Kansas is compared to Missouri. For years Kansas was progressive. In Kansas City, crossing the state line revealed a difference. The Kansas side was cleaner. Missouri had a larger black population and black school districts were under resourced and overcrowded. Integration resulted in massive white and middle-class black flight giving a smaller tax base and chronic money shortages. In the 1990s Kansas routinely ranked in the top ten states high school diplomas, reading and writing proficiency, and college degrees. That changed when Kansas adopted austerity politics and cut taxes under Gov Sam Brownback in 2011. His program was supported by the Koch brothers of Wichita (sponsors of the Tea Party). The state income tax was cut from 6.45% to 3.9%. Taxes in top brackets were reduced by 25% and eliminated for 200,000 businesses and landowners. The goal was zero income taxes.

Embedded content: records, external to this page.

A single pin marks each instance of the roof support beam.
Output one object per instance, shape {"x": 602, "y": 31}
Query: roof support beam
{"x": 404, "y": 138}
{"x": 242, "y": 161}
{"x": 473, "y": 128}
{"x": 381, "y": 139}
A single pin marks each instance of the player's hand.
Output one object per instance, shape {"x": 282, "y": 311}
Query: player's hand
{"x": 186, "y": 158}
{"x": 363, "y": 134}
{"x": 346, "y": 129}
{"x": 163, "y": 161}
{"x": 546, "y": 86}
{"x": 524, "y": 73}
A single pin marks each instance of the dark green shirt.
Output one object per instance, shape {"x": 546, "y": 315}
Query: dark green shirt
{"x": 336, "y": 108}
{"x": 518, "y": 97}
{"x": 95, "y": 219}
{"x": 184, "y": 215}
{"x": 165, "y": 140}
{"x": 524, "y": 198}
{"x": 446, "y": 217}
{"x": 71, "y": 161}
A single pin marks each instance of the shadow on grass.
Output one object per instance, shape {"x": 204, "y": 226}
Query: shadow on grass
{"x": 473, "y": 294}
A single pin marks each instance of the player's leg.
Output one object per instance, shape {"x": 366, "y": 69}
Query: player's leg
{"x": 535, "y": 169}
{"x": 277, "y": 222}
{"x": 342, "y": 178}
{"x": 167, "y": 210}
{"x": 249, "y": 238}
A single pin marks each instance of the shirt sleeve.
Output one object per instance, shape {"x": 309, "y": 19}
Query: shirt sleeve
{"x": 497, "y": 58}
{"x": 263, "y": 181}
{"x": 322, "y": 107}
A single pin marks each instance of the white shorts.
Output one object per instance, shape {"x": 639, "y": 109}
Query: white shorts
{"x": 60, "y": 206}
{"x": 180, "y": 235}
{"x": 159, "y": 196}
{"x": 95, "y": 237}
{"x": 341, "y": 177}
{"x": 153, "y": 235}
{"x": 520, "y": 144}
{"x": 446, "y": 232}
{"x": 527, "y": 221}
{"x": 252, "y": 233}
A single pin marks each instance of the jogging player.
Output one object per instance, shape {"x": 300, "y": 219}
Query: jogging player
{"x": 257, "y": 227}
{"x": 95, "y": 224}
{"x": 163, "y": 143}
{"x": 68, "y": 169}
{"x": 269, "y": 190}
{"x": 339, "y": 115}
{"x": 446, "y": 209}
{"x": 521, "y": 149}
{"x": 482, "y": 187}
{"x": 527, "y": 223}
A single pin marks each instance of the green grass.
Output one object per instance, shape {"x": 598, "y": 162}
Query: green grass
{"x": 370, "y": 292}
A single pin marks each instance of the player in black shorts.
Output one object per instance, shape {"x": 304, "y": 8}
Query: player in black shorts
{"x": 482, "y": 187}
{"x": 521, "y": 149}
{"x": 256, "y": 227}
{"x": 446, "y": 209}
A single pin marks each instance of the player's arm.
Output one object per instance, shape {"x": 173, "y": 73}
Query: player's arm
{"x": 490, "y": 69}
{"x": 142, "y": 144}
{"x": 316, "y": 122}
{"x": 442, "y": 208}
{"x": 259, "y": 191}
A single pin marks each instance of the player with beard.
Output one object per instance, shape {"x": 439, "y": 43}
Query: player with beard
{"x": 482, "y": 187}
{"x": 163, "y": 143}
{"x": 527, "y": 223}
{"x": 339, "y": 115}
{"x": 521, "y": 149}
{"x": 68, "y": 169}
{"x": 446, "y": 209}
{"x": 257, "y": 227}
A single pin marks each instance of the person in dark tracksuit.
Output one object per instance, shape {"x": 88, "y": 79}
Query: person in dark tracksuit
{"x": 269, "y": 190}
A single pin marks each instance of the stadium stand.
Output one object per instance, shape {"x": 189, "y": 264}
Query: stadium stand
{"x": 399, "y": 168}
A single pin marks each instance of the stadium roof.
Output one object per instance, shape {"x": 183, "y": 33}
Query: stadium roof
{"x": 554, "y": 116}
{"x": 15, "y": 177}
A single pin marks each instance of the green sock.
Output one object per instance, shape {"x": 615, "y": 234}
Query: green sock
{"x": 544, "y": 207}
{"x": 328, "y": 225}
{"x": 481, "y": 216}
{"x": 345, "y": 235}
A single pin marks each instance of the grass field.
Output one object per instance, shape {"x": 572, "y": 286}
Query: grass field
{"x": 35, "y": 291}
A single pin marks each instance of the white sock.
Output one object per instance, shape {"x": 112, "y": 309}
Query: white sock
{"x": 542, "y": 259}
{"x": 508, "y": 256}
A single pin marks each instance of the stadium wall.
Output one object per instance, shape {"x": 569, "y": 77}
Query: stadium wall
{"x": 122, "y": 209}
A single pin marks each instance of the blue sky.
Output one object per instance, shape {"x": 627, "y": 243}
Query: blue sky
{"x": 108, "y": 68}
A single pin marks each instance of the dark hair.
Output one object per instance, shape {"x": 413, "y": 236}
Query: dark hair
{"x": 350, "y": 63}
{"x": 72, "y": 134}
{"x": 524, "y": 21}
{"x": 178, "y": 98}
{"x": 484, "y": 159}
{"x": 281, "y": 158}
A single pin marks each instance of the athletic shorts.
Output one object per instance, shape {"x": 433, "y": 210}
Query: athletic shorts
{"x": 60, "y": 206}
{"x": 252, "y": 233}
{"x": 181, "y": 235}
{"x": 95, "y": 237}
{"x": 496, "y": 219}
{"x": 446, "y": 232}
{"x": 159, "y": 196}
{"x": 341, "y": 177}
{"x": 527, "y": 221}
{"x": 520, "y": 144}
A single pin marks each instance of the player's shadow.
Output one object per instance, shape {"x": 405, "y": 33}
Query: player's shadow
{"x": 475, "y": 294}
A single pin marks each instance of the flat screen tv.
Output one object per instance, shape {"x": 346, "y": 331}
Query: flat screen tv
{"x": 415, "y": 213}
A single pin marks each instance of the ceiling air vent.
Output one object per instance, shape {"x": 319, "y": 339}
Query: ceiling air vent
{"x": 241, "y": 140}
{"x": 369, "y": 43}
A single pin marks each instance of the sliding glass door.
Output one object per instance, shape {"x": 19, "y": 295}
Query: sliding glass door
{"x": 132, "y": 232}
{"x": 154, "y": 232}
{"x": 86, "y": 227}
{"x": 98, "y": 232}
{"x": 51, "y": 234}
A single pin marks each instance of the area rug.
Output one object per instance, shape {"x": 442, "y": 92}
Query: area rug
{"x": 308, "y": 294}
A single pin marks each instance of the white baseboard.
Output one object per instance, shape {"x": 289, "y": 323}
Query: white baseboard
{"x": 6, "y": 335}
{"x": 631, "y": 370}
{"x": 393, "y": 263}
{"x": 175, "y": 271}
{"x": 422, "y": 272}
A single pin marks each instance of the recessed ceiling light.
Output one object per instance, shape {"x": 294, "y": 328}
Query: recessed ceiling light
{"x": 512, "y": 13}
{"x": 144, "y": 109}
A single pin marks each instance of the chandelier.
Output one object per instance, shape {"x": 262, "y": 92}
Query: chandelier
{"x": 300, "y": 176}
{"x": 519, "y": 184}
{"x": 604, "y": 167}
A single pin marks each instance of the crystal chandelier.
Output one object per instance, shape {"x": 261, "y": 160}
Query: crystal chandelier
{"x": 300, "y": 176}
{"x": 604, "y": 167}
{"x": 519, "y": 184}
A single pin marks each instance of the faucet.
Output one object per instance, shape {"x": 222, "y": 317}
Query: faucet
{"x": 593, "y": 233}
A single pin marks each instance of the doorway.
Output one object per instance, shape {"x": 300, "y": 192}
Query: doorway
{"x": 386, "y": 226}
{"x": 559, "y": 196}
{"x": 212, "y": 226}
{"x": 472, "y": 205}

He eliminated many regulations. Corporations who donated to private school scholarship funds got tax breaks. Schools could hire unlicensed teachers. Experienced teachers were easier to fire. Property taxes were cut. Brownback thought lower taxes would grow the economy. Funds for infrastructure were cut. Reductions in public transit, housing, and police and fire protection followed. Road repairs fell from 1200 miles to 200 miles per year. Borrowing increased. The state bond rating was reduced. By 2016 the Kansas austerity experiment was a failure. Most of the cuts were repealed in 2017.
The Laffer idea that tax cuts grow the economy is discussed. In Kansas, the tax cuts went mostly to the wealthy; costs for lower income families increased. The Koch Brothers supported the John Birch Society which campaigned against civil rights. John Birch Society funded billboards calling for the impeachment of Earl Warren, chief justice of the Supreme Court after the Brown vs Education school desegregation decision. Brown vs Education was filed in Topeka. Brownback supported school choice, but the funds mostly went to schools connected to churches.
In the US adults without a high school diploma can expect to die nine years sooner than college graduates. Those with professional degrees live longer. College graduates have lower rates of diabetes. Charts show changes in math scores in Kansas after the cuts. All three groups–blacks, whites and Hispanics–had significant declines. Graduation rates slowed. Democrats continue to believe colleges have a positive effect; Republicans became decidedly more negative in 2016.
In a discussion of the castle doctrine and the Michael Brown shooting, St. Louis is described as one of the most segregated cities in America. Failure to expand Medicaid resulted in less health care for the disadvantaged.
This book is thought provoking. It trends in the liberal direction but points out how deeply racism is ingrained in our society. That impacts gun rights, health care, and education. He argues that gun rights are influenced by racism. References, charts, index.